Final answer:
Using the Central Limit Theorem and the standard normal distribution, we calculated the probability that the sample mean gain for a sample of 31 years is between 400 and 700 to be about 38.67%. Therefore, option D is correct.
Step-by-step explanation:
To find the probability that the mean gain for a sample of 31 years was between 400 and 700, we can use the Central Limit Theorem since the sample size is greater than 30. Given the population mean (μ) is 653 and the population standard deviation (σ) is 1541, we can find the standard error of the mean using the formula σ/√n, where n is the sample size.

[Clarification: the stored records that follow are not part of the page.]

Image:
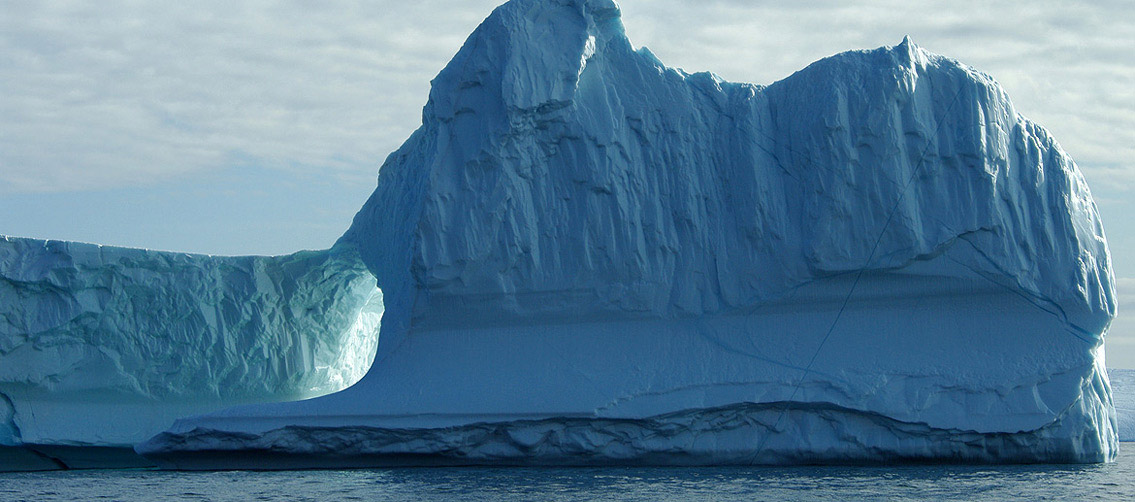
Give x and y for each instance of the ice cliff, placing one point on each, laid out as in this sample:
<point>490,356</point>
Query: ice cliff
<point>106,346</point>
<point>588,257</point>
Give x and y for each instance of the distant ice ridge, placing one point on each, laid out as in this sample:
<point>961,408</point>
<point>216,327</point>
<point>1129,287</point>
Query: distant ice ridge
<point>591,258</point>
<point>103,345</point>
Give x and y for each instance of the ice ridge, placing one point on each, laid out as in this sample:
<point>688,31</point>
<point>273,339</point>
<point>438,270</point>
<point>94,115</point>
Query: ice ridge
<point>578,231</point>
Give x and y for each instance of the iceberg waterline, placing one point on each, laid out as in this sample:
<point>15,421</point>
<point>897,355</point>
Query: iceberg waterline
<point>587,257</point>
<point>106,346</point>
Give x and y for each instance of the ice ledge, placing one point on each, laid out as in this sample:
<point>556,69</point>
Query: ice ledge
<point>776,433</point>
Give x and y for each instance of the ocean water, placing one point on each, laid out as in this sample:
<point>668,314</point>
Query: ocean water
<point>1110,482</point>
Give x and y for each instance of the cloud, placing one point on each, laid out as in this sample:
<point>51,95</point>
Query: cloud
<point>123,93</point>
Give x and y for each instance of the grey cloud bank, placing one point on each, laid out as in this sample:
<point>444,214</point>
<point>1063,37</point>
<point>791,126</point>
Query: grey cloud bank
<point>114,110</point>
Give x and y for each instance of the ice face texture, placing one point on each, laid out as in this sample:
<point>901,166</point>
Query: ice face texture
<point>103,345</point>
<point>589,257</point>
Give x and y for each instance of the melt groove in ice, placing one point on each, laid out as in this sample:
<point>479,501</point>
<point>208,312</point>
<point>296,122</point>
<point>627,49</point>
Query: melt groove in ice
<point>877,249</point>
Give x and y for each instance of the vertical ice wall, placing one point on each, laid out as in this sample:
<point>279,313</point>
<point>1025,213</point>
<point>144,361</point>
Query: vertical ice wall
<point>107,345</point>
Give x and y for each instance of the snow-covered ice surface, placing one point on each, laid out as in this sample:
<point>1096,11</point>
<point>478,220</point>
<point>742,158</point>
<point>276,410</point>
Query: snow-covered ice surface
<point>588,257</point>
<point>1123,386</point>
<point>103,345</point>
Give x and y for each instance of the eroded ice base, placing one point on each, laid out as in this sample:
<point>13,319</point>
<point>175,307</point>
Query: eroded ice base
<point>731,388</point>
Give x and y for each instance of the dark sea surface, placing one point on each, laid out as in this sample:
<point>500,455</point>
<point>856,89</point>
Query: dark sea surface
<point>1112,482</point>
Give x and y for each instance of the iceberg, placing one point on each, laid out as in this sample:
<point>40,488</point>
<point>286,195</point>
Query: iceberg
<point>1123,385</point>
<point>106,346</point>
<point>589,258</point>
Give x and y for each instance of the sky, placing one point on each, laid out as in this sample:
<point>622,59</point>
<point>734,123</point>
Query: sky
<point>258,127</point>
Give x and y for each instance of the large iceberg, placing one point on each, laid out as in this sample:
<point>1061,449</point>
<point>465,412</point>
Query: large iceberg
<point>587,257</point>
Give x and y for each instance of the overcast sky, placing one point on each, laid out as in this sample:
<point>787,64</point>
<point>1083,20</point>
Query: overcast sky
<point>258,126</point>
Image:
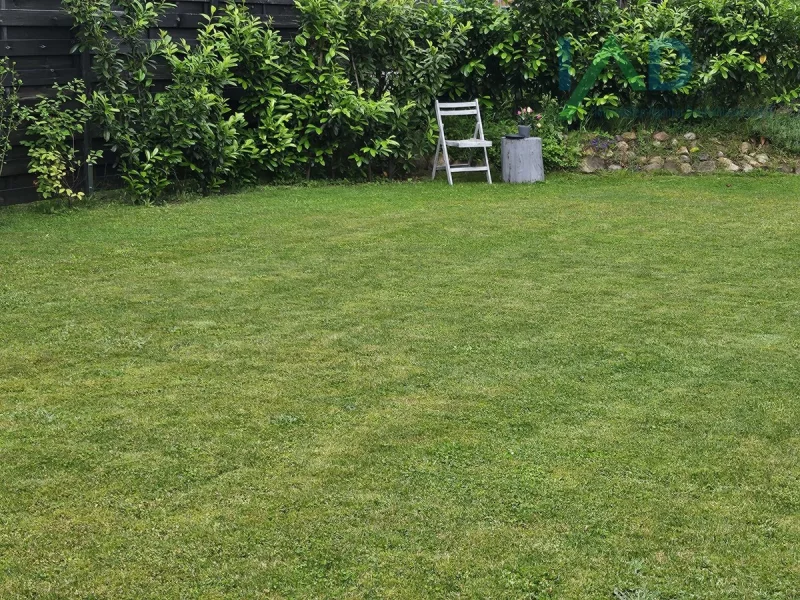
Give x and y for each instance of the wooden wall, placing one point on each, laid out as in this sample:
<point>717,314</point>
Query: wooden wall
<point>37,35</point>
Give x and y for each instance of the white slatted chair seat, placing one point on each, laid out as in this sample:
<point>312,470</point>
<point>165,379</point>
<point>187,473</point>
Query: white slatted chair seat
<point>458,109</point>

The standard error (SE) of the mean for our sample size of 31 years is:
SE = 1541 / √31 ≈ 276.66
Next, we need to convert the range of interest (400 to 700) into z-scores. The z-score for a value X is given by:
Z = (X - μ) / SE
Calculating z-scores for X = 400 and X = 700:
Z400 = (400 - 653) / 276.66 ≈ -0.913
Z700 = (700 - 653) / 276.66 ≈ 0.17
Using the standard normal distribution table, we can find the probabilities associated with these z-scores:
P(Z < -0.913) and P(Z < 0.17).
Subtracting the smaller probability from the larger gives the probability of the sample mean being between 400 and 700. Let's assume the probabilities from the z-table are P(Z < -0.913) = 0.1808 and P(Z < 0.17) = 0.5675. Thus, the probability the sample mean is between 400 and 700 is 0.5675 - 0.1808 = 0.3867 or about 38.67%.
We can interpret this result as follows:
About 38.67% of samples of 31 years will have an annual mean gain between 400 and 700. Hence, option D is correct.